Thursday, September 20, 2007

Happiness Challenge

I am freezing. We have reached the time of year when it is almost always unbearably cold in the house (or in the library, where I happen to be at the moment and they still have the air conditioning on!). It is the time when we staunch New Englanders will NOT turn on the heat, until at least October 1st. On September 30th, we can be sitting at our computer with wool socks and fleece jackets on, and the VERY NEXT DAY be lolling about the house in our tank tops, sweating,the heat turned up to 85, so we can make it up to ourselves for freezing our butts the past two weeks. It makes no sense. But every year it's the same.
I love the warmth, the sun. I do not do well when it gets frosty at night and downright hot by noon. I get sick, sometimes to the point I can't force myself out of bed. Then I get cranky, anxious, and very unhappy. I tend to not be able to stop the racing thoughts of betrayals and wrongs and misery of the past. I myself am not a paragon of peaceful, calm happiness. You'll have to look to the Dalai Lama for that. (As an aside, a friend of mine mentioned that she is sick of all the Dalai Lama junk mail she recieves. I keep meaning to ask what that means. I think I would LIKE Dalai Lama junk mail. Just seeing his calm smiling face makes me happy, at least for a moment.)

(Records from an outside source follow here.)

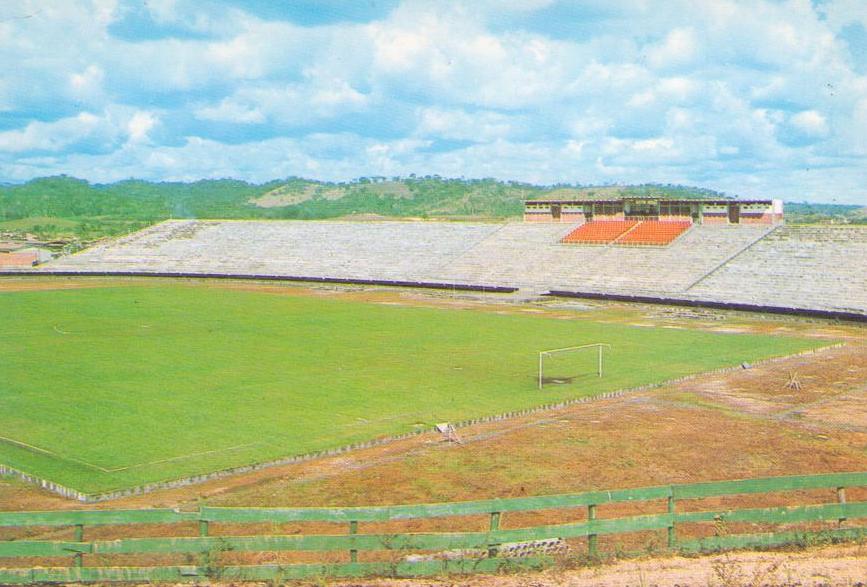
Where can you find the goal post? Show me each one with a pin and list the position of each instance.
(599, 346)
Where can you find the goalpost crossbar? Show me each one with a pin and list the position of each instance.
(543, 354)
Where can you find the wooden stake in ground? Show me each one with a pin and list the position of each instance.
(794, 382)
(448, 430)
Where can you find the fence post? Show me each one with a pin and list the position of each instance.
(672, 536)
(79, 537)
(495, 525)
(841, 499)
(205, 557)
(592, 539)
(353, 529)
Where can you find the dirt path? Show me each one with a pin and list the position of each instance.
(825, 567)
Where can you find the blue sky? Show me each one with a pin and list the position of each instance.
(752, 98)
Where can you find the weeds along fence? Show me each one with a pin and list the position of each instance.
(495, 549)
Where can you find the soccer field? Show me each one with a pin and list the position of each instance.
(112, 387)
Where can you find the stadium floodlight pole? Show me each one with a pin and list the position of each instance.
(598, 345)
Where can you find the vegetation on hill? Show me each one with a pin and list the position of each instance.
(73, 209)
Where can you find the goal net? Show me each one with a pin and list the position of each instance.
(571, 364)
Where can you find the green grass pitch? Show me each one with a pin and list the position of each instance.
(112, 387)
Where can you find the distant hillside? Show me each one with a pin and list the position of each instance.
(73, 209)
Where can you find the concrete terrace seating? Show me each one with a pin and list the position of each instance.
(599, 231)
(530, 255)
(356, 250)
(796, 266)
(804, 267)
(655, 232)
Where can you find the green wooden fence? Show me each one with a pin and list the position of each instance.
(483, 548)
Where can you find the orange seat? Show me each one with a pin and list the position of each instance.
(599, 231)
(656, 232)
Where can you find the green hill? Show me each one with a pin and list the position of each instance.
(64, 207)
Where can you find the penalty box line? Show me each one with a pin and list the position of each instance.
(52, 454)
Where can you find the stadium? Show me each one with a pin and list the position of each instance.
(224, 360)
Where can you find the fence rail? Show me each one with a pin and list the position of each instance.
(480, 550)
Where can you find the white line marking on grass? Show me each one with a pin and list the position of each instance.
(188, 456)
(54, 455)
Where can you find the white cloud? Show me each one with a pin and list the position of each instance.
(462, 125)
(726, 93)
(679, 48)
(140, 124)
(290, 104)
(811, 123)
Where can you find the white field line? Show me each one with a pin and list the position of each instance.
(55, 455)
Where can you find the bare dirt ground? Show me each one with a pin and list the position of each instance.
(740, 424)
(833, 566)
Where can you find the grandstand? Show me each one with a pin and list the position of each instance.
(756, 264)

In any case, I am not always happy and laughing, hand-feeding squirrels as in the photo at the right. I am sad. I am sometimes miserable. I am, in other words, a mere mortal. Especially in the autumn in New England. I do not even enjoy the foliage (or foilage, as some of us say), unless it comes quite late, and I am well past my foggy exhaustion.
Another friend e-mailed me and said how sad she was, because of recent difficult events in her life. She is one of the most loving people I know, and she was questioning whether love was enough. So it can strike anyone, at any time. Illness, sadness, depression, loneliness. And sometimes it's difficult to even try to be happy, or to find a reason to do so. My response to this, to other people but most often to myself, is that we DESERVE to be happy. As human beings, we just plain deserve it. It's fine to remember to be grateful, but I think we must also recognise what we deserve. And it does no good to think of the past wrongs we've done or had done to us. They don't make us any less deserving of happiness right now, from this moment on. Our wrongs won't change the world from this point on, but our happiness might.
So with that in mind, try with me to think grateful and deserving and happy. Try to see the blue sky and the turning trees and your neighbor's face as beautiful, and a gift to you. Try at least, first, to just see them in their beauty. To write and draw them. Then you've done something to deserve them. If you need an excuse, there it is.